Whole Builders has been mainly a residential remodeler for most of its existence. But it's proved to be adaptable in order to survive 32 years and several recessions, the last of which claimed many small contractors.
The firm's commitment to economy has dovetailed nicely with its flexibility toward customers and commitment to environmental sustainability on 1,000-plus home improvements.
It also took a lot of creativity and small jobs to get Whole Builders through the recession, when housing valuations plunged for several years and most owners weren't interested in sinking more money into the homestead.
During the recession, south Minneapolis-based Whole Builders, which once boasted annual revenue approaching $1 million, had to content itself with insurance-repair work, must-do exterior maintenance jobs and projects for several past customers, such as installing first-floor bathrooms that enabled them to stay in their homes as they aged.
Revenues slipped under $600,000 annually in 2009 and 2010.
But Whole Builders survived, even as the seven-person company lost its longtime chief carpenter to cancer in early 2012 after a several-year battle that also challenged the small company.

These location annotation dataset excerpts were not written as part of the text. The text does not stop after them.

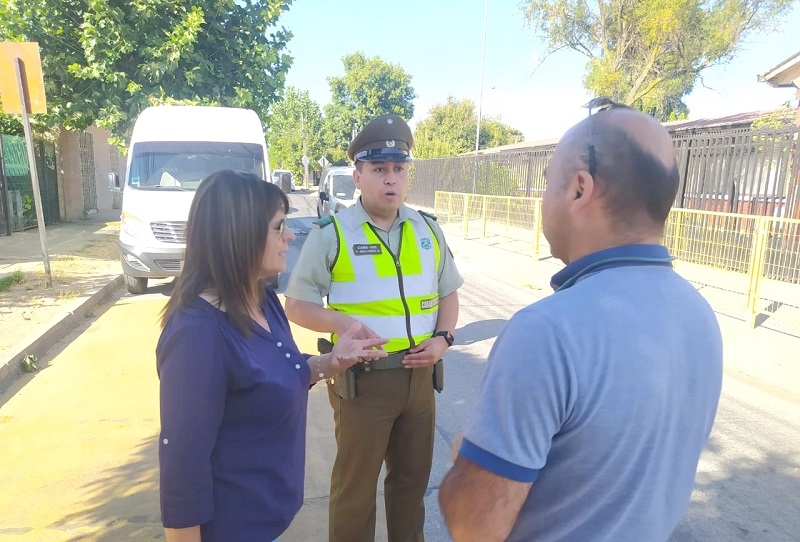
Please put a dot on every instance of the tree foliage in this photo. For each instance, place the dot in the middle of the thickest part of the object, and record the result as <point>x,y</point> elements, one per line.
<point>650,53</point>
<point>106,60</point>
<point>370,87</point>
<point>450,128</point>
<point>294,119</point>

The single-biggest lifeline out of the recession for Whole Builders, owned by architect Mary Jane Heinen and business manager Marcia Bethke, came from a past residential customer who hired Whole Builders for an overhaul and expansion of the Minnetonka Animal Hospital. The project preserved the old buildings and increased the facility's utility and aesthetics. Oh, and it cost about half the original bid of a competitor in 2010.
Veterinarians Kaaren Howe and Leilani Hotaling, owners of 15-employee Minnetonka Animal, say Whole Builders delivered a better, bigger, renovated clinic for about half the $1.5 million price envisioned by their original architect. He had called for their existing two buildings to be demolished and a new clinic erected on their corner lot at Minnetonka Boulevard and County Road 101, a bustling commercial hub.